Towards load-balanced de-congested multi-robotic agent traffic control by coordinated control at intersections

Abstract

This paper presents a methodology for the coordination of multiple robotic agents moving from one location to another in an environment embedded with a network of agents, placed at strategic locations such as intersections. These intersection agents, communicate with robotic agents and also with each other to route robots in a way as to minimize the congestion, thus resulting in the continuous flow of robot traffic. A robot’s path to its destination is computed by the network (in this paper, ‘Network’ refers to the collection of ‘Network agents’ operating at the intersections) in terms of the next waypoints to reach. The intersection agents are capable of identifying robots in their proximity based on signal strength. An intersection agent controls the flow of agent traffic around it with the help of the data it collects from the messages received from the robots and other surrounding intersection agents. The congestion of traffic is reduced using a two-layered hierarchical strategy. The primary layer operates at the intersection to reduce the time delay of robots crossing them.
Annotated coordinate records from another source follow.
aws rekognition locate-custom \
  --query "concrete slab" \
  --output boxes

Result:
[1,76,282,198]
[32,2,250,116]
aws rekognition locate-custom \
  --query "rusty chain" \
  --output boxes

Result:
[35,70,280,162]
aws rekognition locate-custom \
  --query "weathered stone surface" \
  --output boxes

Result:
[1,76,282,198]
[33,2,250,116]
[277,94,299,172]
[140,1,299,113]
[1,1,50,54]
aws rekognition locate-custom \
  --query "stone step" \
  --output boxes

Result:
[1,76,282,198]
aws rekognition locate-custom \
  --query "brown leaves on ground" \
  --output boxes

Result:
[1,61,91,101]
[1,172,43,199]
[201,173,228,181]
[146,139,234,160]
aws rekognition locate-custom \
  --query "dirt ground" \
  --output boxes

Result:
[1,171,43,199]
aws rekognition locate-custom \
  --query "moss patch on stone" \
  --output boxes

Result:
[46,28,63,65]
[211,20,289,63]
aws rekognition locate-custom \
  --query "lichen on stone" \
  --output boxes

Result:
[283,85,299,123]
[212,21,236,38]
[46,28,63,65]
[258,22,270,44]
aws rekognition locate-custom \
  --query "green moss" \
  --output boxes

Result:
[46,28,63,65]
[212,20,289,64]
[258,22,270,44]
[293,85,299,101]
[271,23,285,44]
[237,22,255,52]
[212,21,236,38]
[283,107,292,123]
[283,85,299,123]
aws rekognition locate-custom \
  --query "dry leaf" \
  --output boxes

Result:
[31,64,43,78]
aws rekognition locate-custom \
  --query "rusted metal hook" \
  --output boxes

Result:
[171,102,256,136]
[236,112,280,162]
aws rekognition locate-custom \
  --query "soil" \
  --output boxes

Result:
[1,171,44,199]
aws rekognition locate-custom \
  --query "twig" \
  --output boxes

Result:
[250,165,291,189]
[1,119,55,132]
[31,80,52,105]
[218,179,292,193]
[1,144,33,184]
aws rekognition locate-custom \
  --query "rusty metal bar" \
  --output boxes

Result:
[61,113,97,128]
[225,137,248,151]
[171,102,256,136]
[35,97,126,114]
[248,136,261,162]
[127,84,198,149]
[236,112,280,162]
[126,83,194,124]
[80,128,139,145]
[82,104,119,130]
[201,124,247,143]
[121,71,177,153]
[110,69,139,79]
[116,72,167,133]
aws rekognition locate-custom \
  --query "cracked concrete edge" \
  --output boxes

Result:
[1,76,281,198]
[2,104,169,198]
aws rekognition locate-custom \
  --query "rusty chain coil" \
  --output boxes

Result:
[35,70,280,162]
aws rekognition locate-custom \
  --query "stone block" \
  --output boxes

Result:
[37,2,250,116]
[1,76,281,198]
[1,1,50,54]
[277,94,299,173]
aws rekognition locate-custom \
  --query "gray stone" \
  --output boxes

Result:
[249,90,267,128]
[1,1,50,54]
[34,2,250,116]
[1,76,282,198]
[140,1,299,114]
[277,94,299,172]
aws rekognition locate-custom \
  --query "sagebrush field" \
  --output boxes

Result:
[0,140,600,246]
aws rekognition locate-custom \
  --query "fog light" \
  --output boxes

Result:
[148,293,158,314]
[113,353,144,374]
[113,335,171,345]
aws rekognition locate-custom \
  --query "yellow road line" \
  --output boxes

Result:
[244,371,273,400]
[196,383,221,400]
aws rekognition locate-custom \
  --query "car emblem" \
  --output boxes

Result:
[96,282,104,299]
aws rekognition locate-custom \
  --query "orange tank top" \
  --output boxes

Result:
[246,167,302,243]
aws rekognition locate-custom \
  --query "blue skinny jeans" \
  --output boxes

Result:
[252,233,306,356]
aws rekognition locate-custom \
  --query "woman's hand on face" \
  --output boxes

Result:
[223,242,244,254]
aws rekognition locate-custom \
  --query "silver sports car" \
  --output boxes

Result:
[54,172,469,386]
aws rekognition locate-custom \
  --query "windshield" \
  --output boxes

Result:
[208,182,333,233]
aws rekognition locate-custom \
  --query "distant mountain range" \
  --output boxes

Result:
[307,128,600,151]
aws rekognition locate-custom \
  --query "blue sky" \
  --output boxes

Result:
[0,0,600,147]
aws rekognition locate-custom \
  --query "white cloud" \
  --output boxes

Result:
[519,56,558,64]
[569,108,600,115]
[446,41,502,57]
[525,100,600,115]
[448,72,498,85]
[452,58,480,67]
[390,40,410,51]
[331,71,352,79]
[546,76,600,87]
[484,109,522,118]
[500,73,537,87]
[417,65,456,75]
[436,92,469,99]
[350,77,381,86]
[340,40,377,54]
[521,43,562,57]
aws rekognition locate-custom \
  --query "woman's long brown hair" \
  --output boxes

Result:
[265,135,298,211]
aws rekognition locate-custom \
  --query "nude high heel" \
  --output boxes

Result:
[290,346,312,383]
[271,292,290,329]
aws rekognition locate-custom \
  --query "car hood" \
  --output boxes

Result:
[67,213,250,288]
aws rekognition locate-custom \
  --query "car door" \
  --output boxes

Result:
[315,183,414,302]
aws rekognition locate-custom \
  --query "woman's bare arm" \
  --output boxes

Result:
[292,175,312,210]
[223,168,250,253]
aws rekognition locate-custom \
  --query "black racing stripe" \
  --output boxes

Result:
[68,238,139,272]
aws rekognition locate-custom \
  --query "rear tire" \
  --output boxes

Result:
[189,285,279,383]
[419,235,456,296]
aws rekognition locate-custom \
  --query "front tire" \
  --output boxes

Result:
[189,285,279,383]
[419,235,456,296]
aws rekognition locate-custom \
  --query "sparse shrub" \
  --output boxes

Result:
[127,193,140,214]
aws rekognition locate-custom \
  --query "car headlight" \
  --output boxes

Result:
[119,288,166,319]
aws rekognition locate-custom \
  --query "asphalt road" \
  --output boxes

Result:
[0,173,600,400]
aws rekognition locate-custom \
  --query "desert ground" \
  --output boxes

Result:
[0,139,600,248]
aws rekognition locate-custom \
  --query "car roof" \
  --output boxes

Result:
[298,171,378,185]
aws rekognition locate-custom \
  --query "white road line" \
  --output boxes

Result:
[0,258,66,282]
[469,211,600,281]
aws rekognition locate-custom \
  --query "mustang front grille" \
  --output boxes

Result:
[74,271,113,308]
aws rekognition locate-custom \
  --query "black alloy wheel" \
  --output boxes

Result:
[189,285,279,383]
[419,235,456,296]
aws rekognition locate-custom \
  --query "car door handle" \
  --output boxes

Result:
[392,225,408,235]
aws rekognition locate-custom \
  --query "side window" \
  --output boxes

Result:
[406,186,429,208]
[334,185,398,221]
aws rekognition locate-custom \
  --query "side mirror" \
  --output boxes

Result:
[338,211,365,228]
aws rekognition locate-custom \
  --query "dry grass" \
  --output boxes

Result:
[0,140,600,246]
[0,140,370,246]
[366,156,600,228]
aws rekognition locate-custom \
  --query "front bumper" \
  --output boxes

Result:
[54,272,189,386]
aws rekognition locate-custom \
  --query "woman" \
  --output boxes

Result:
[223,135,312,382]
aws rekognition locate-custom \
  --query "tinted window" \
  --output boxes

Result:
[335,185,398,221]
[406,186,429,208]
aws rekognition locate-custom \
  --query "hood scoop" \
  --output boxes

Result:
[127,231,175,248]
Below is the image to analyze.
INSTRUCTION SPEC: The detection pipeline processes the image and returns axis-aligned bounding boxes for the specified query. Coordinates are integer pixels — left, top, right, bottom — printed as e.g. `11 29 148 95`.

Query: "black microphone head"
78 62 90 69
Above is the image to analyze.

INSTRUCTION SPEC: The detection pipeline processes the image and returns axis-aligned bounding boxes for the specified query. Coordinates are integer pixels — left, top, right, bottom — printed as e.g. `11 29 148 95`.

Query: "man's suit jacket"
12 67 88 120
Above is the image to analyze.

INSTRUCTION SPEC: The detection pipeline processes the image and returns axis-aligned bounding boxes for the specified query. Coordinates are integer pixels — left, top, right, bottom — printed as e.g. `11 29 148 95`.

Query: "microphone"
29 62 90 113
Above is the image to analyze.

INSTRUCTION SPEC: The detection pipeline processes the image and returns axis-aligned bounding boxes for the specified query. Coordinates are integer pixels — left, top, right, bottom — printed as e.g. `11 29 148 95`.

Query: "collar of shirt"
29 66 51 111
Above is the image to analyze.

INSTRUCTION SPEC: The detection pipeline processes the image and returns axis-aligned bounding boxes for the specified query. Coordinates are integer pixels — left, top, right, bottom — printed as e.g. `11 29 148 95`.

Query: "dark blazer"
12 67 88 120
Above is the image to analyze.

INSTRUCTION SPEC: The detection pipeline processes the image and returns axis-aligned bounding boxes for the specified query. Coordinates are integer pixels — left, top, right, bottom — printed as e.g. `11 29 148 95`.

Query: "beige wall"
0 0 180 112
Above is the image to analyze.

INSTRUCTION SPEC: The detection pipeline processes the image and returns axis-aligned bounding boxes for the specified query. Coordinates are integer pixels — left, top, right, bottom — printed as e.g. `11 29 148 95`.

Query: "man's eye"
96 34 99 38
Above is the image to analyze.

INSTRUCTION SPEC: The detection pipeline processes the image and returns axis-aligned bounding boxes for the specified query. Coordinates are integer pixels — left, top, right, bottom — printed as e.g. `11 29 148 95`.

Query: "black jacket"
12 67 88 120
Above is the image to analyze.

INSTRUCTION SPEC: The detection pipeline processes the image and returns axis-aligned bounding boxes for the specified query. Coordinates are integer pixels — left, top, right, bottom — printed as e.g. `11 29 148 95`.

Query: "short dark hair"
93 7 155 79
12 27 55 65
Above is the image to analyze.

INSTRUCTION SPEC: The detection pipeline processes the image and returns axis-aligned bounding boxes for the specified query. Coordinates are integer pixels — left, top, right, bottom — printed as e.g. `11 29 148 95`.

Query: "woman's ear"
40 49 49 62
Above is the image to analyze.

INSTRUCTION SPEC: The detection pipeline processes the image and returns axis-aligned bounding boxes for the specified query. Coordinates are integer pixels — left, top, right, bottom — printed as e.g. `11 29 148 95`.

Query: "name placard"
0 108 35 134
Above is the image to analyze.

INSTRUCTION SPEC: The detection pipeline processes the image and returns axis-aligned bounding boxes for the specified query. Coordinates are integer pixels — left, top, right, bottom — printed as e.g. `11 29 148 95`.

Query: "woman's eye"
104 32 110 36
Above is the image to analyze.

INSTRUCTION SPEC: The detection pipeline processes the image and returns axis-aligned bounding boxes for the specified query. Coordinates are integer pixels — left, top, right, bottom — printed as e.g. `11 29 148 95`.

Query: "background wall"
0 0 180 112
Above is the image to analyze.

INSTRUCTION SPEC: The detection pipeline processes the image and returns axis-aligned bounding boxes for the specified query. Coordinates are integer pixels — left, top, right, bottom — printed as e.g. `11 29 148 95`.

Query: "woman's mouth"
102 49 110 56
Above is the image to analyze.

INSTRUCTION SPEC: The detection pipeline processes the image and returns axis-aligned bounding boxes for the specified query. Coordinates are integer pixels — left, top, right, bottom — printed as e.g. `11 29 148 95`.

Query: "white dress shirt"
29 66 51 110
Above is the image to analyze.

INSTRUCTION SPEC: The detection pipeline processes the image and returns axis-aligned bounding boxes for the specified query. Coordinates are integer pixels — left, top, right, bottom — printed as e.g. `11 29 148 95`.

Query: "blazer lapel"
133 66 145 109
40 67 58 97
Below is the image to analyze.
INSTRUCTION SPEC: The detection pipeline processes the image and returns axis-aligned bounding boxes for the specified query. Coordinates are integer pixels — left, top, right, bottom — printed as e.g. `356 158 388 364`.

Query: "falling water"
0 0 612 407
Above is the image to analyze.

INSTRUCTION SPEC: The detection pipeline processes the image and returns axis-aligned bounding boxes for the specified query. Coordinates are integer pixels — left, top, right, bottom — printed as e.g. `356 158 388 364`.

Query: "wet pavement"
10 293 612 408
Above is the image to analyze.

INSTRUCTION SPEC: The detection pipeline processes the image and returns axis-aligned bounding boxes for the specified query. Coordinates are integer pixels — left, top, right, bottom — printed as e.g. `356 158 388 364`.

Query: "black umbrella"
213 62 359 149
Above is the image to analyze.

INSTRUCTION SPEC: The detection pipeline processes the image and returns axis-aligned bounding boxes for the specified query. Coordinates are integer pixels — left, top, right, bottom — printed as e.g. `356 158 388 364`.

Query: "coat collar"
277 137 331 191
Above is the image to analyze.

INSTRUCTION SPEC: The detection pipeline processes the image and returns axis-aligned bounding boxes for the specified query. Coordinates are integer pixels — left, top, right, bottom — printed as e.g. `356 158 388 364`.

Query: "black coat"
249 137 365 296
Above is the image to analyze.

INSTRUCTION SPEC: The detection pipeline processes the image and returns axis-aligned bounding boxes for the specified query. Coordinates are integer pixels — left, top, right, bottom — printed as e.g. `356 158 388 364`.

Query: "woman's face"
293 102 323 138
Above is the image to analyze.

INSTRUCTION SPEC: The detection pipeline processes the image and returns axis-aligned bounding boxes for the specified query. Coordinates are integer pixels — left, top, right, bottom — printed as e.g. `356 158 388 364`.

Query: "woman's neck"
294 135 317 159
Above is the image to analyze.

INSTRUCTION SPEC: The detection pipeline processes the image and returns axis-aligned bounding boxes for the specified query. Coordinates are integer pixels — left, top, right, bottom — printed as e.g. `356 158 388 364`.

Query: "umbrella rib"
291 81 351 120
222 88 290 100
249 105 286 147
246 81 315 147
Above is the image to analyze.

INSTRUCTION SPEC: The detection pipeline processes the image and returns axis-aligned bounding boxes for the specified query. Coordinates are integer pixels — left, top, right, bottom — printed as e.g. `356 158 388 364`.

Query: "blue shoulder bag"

The secondary layer maintains coordination between intersection agents and routes traffic such that delay is reduced through effective load balancing. The objective at the primary level, to reduce congestion at the intersection, is achieved through assigning priorities to pathways leading to the intersection based on the robot traffic density. At the secondary level, the load balancing of robots over multiple intersections is achieved through coordination between intersection agents by communication of robot densities in different pathways. Extensive comparisons show the performance gain of the current method over existing ones. Theoretical analysis apart from simulation show the advantages of load-balanced traffic flow over uncoordinated allotment of robotic agents to pathways. Transferring the burden of coordination to the network releases more computational power for the robots to engage in critical assistive activities.